On the other hand, a new integration with a project management tool might take months to build and develop, but it will also make a huge impact on new signups and retaining existing customers.

development sprint

Source

When you’re assigning new features to your development team, bear in mind that you also have to work on other technical aspects of your product, such as fixing existing bugs. With this in mind, you can only allot a certain portion of your resources to new features, so make sure to choose them well.

Implement and be accountable

Once you’ve chosen the right features you want to prioritize and build first, it’s time to get to work. As your developers and product team get to work, it’s time to let your customers know that you’re working on the very features that they requested from you.

First, it’s a good idea to build a product roadmap with your prioritized features for the future. This is essentially a board that lists the features you’re working on, along with the time when you expect to see them launched. Roadmaps are nothing new and many SaaS companies have launched their own to be transparent with their customers.

You can use a simple board tool like Trello to create a product roadmap or you can use FeedBear to get your feature requests made into a roadmap with just a few clicks. Customers who are just about to make a feature request can see that someone else already beat them to it and that you’re already working on it.

leaddelta feedback board

On top of that, maintain communication with the customers that requested the features you’re working on. Chances are, they bring value to your business so they should be in the loop that their request is important enough to have priority. Send them an email or some type of notification that you’re working on the very thing they requested.

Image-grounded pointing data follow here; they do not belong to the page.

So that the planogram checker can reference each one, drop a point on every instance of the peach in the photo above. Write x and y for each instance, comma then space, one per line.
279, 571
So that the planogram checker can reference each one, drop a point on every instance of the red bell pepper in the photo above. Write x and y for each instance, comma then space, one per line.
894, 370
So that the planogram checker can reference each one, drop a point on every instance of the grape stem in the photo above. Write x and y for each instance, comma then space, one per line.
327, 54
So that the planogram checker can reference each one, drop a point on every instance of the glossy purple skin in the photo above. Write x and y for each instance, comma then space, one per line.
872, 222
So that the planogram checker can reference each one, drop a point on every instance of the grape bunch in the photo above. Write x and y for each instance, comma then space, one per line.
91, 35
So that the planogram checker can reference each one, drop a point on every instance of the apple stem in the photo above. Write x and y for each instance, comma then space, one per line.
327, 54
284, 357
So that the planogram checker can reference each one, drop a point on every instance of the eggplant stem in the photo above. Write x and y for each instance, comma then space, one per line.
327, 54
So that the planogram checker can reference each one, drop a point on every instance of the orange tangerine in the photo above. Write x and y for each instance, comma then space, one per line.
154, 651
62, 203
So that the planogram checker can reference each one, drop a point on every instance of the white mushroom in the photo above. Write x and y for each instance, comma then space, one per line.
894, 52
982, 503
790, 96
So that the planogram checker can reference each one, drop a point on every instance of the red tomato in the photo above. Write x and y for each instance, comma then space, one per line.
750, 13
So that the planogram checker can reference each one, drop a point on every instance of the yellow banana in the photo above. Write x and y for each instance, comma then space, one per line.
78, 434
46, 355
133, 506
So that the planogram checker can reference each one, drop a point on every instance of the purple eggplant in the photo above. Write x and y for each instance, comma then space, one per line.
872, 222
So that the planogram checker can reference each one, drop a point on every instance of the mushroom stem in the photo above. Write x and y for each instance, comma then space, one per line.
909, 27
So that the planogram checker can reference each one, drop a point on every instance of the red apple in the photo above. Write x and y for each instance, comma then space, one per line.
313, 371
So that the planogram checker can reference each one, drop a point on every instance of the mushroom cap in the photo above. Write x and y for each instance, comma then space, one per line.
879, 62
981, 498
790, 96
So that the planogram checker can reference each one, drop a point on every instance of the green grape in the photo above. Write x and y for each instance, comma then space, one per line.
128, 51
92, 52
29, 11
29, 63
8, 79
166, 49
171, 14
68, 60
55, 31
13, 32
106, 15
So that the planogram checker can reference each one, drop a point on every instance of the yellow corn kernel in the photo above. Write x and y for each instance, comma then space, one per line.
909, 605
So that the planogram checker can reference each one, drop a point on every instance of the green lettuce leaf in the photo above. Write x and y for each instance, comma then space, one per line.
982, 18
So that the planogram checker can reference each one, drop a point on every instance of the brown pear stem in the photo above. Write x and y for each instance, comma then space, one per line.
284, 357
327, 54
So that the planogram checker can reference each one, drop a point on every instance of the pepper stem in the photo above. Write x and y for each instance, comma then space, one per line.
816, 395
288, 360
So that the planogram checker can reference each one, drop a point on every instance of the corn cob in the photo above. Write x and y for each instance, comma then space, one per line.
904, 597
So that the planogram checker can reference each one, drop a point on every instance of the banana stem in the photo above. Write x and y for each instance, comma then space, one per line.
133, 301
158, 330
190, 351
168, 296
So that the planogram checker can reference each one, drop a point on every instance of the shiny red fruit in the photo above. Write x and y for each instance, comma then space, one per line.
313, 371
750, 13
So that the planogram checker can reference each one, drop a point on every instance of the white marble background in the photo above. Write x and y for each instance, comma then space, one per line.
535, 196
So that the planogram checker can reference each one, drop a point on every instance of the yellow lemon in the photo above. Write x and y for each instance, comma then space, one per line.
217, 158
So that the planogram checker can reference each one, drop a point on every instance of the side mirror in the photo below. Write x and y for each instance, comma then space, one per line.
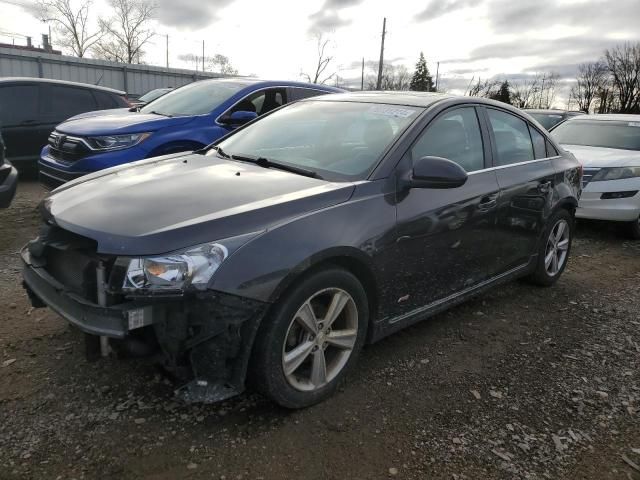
239, 117
437, 172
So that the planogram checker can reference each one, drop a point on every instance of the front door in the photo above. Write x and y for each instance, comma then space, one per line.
21, 122
446, 237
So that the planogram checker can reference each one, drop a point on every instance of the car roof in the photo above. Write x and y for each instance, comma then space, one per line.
612, 117
261, 83
552, 111
60, 82
410, 99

Similarly, don’t leave customers hanging if their request isn’t on your to-do list. Let them know that you received their message and that you can’t work on their request at the moment.

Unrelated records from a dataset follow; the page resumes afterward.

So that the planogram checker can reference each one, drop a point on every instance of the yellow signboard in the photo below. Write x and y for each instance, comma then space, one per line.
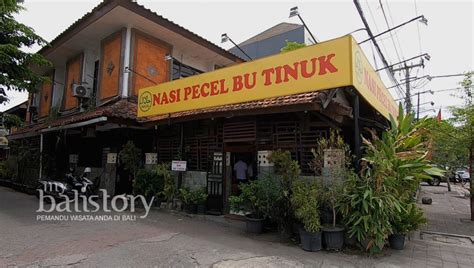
369, 84
317, 67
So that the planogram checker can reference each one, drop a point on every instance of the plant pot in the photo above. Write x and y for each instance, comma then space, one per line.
177, 204
158, 202
310, 241
349, 240
191, 208
333, 238
285, 232
326, 216
201, 209
254, 225
396, 241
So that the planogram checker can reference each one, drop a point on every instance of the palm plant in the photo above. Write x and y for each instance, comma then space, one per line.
393, 167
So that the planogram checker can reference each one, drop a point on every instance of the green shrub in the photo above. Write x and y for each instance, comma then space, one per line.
149, 182
410, 219
199, 196
258, 197
367, 212
305, 201
186, 195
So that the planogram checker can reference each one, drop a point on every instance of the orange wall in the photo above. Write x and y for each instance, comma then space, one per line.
149, 54
111, 56
73, 76
46, 96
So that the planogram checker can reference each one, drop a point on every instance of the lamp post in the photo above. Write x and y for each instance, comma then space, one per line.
294, 12
418, 104
225, 38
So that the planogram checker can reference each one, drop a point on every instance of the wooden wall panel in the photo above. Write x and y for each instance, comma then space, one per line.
73, 76
46, 97
149, 61
111, 66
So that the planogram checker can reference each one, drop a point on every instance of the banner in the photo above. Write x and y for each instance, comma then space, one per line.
317, 67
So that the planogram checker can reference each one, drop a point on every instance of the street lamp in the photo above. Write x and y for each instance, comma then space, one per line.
294, 12
420, 18
418, 105
225, 38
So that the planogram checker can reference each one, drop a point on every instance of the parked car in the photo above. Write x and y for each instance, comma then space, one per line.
436, 180
463, 174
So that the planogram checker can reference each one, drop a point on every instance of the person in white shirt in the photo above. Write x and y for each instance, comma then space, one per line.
240, 168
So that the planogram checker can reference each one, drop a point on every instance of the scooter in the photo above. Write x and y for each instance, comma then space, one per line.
59, 190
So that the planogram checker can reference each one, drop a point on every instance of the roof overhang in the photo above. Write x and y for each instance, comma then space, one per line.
112, 15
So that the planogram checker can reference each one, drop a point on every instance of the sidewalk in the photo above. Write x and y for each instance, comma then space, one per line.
450, 211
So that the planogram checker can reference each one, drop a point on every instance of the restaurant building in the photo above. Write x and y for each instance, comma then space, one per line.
179, 97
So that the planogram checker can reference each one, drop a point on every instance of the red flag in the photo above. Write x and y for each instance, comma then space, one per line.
438, 117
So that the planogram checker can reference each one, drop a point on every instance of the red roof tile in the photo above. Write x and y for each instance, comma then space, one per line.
122, 109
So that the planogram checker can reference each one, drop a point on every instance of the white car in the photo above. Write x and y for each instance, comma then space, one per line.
463, 174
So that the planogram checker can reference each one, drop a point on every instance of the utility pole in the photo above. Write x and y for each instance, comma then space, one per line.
407, 68
418, 107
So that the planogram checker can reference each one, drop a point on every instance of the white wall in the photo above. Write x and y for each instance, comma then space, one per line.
90, 57
203, 65
58, 88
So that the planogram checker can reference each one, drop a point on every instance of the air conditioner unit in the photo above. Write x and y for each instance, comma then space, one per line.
81, 91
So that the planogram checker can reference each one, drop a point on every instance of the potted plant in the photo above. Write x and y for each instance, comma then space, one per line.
305, 201
188, 200
333, 235
258, 198
410, 219
200, 198
169, 188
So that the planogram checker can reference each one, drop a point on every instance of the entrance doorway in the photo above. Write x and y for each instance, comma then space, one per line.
241, 166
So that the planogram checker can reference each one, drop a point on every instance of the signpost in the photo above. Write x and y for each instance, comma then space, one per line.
331, 64
178, 165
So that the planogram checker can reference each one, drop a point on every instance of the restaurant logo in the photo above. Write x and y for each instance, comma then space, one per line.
144, 101
359, 69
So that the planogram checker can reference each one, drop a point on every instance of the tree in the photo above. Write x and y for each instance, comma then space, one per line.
464, 117
447, 151
11, 120
15, 64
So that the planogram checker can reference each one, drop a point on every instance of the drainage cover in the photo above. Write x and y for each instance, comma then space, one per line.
448, 239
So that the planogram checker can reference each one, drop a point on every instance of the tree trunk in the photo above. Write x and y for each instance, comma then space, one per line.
471, 185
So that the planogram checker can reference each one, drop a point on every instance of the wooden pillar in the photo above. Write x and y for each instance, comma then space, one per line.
357, 139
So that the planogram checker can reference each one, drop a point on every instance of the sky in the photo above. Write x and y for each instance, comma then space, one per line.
448, 38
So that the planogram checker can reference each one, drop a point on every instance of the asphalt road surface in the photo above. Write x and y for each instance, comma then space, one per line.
164, 239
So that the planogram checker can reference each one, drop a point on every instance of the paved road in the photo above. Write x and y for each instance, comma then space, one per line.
168, 240
450, 211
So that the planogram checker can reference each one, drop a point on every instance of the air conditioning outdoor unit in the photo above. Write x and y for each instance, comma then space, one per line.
81, 91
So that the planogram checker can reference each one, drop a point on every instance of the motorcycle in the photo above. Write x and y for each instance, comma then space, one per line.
59, 190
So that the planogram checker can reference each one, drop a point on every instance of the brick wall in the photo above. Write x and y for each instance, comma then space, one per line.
46, 96
149, 61
73, 76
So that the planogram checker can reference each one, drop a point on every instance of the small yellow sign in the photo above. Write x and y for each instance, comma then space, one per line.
317, 67
369, 85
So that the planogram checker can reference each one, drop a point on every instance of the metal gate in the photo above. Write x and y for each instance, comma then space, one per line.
215, 184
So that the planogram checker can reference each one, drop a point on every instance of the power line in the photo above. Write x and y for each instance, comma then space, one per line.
377, 47
388, 27
395, 33
418, 27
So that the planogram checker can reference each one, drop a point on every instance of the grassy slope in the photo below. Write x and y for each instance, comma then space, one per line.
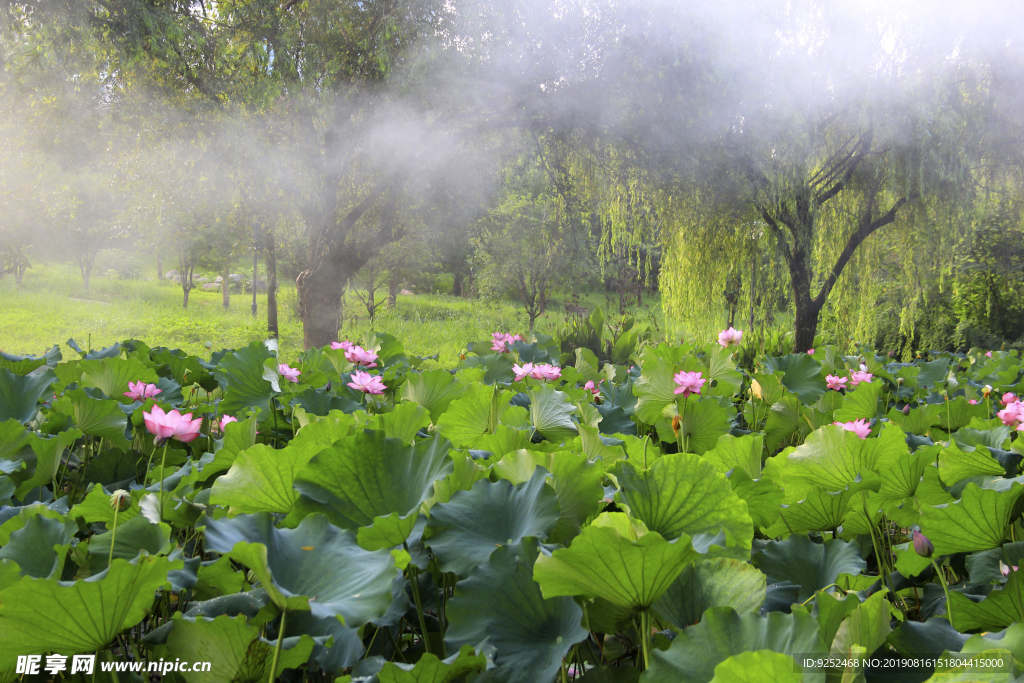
47, 309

Once your new feature goes live, you can do the standard feature release announcement and email, but also make sure to inform the individual customers that requested the feature. You’ll make them feel heard and appreciated and as a result, they’ll stay with you.

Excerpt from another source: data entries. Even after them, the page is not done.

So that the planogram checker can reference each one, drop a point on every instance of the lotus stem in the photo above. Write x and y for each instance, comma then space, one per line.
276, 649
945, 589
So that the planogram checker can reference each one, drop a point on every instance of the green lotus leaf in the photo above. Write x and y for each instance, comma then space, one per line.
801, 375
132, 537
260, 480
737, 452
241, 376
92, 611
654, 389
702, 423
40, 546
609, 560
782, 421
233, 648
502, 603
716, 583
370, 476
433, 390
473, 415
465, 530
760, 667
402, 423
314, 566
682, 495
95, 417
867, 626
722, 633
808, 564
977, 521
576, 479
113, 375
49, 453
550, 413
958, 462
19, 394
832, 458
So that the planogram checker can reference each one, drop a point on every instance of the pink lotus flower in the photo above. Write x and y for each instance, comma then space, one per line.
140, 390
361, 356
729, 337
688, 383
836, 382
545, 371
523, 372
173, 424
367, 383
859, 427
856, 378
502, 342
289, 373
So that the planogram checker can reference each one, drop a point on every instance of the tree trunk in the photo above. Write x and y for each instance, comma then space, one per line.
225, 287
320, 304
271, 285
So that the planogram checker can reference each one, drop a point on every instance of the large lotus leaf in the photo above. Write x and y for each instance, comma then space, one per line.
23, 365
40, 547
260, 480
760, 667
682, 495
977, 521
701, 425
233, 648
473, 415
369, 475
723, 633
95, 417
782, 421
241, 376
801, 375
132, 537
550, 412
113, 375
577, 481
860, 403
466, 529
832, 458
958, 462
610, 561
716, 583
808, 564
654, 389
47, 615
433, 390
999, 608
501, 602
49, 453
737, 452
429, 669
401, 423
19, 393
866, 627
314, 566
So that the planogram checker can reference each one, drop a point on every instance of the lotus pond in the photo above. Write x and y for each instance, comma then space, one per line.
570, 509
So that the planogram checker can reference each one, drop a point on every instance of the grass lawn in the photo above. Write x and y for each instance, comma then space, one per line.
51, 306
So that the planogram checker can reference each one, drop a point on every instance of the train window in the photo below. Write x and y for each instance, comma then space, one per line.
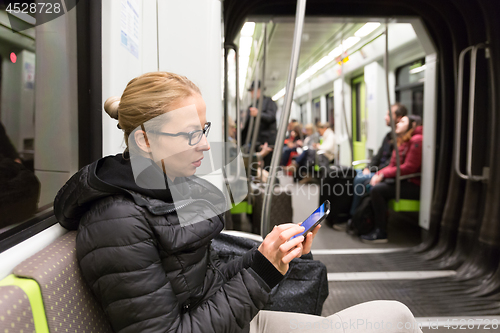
39, 117
410, 86
330, 110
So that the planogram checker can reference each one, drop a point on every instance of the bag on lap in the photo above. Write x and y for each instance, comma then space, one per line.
281, 206
304, 288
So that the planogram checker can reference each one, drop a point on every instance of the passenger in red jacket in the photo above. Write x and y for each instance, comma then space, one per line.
409, 132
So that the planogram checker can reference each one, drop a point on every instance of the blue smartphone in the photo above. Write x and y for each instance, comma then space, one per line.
318, 216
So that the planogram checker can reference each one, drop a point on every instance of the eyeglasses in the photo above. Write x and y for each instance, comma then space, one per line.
193, 136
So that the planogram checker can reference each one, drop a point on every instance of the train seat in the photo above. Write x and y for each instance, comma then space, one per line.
68, 304
404, 205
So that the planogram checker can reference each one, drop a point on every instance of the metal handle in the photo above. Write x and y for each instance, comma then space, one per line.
280, 138
472, 99
458, 112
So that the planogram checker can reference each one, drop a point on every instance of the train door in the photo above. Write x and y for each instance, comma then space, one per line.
316, 111
358, 118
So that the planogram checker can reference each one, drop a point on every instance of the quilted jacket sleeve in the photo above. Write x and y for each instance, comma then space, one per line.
119, 259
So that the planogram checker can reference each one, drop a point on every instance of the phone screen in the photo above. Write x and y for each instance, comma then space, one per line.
315, 218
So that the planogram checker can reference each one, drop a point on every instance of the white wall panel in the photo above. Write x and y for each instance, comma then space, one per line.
376, 105
191, 45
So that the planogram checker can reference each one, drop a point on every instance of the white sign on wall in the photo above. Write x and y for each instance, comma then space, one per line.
130, 23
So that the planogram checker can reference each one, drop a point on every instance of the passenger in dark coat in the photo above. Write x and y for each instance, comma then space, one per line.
145, 225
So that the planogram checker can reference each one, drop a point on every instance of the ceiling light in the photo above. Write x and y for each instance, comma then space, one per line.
367, 29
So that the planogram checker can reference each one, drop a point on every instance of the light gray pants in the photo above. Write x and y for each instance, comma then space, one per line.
376, 316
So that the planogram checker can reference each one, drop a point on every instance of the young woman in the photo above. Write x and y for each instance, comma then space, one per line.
409, 133
145, 225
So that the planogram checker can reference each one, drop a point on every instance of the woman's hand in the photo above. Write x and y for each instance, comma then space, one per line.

Keeping your roadmaps public is a discussion on its own, but it’s a good idea in general. You can gain new customers with your promises of features which are yet to come. At the same time, you risk those same customers pestering you to finish them as quickly as possible.

On the plus side, one amazing aspect of a product roadmap (such as one in FeedBear) is that customers can vote. When they see a feature they like in the roadmap, they can upvote it to let you know they’re a fan.

While this is not the most precise way of gauging which feature to build next, it’s a way to give voice to the silent customers who haven’t submitted a request of their own.

Wrapping up

Prioritizing new features is one of the most important duties of a SaaS CEO, CTO, product manager, or some other executive. If done right, your prioritization will result in improved CAC, LTV, and churn rate. If done the wrong way, your churn will slowly catch up to your growth and cause you to lose money.

With this framework in mind, you are sure to prioritize the right features every time, no matter the size or niche of your SaaS application.